Silverstein Properties is developing 30 Park Place with a 189-room Four Seasons hotel and 157 luxury condos.Brian Zak

The days are likely past, however, for the kind of big-ticket, Bloomberg-era initiatives — such as city funding for the No. 7 subway extension to Hudson Yards.

But de Blasio says he recognizes the need to rezone East Midtown to allow larger new office towers, albeit on different terms than those proposed under Bloomberg — whose failure to push the measure through before he left office left some ambitious plans in limbo.

Developers might also have to work harder with the city to negotiate variances from as-of-right regulations at specific sites. While de Blasio has pledged to “demand” that developers create low-cost housing, he has no way to require them to do so in projects requiring no zoning changes, tax incentives or other municipal favors. But he could require more affordable units at sites where developers receive tax-exempt bond financing than those needed under the current 80-20 program. Developers might have to crunch the numbers to see if, say, 75-25 works for them.

The prospect of even incremental new rules can be daunting given the number of things that can go wrong — such as last week’s court ruling to block for now a major part of NYU’s expansion. Yet, the overwhelming majority of new projects are built as-of-right. Real Estate Board of New York president Steven Spinola said, “We believe fewer than 10 percent have to go through ULURP.”

Major AOR projects in recent years include 730 Lexington Ave. — home to Bloomberg LP, luxury condos, stores and restaurants — and Boston Properties’ new office tower at 250 W. 55th St.
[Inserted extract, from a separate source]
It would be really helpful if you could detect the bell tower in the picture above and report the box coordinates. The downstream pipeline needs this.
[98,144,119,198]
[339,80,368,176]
They include, as well, most of the super-luxury condo towers deplored by Bloomberg’s critics — including CIM/Harry Macklowe’s fast-rising 432 Park Ave. and Extell’s planned 1,424-foot-tall 217 W. 57th St.

Some fear that even without statutory changes, “progressive” rhetoric from a mayor more passionate about income inequality than about the city’s world-capital status will have a discouraging effect — and that de Blasio’s words alone could stifle development momentum more than 9/11 and the crash of 2009 temporarily did. But the city’s underlying strengths remain. New York’s enduring magnetism continues to attract global wealth and commerce.

Massey Knakal chairman Robert Knakal predicted in the Commercial Observer that 2014 will be a banner year for investment-sale volume and prices, topping the record $62 billion worth of properties sold in 2007. Manhattan office availability dipped to a major market low of 10.8 percent, according to Cassidy Turley’s report on a “monumental” fourth quarter. That was despite the completion of 4.1 million square feet of new inventory. The firm also reported Midtown Class-A asking rents topped $80 per square foot for the first time in five years.

Numbers like those speak louder than rhetoric. But if de Blasio is as much of a realist as his prior record suggests, developers can look forward to a highly profitable future, even if they sweat a bit for it.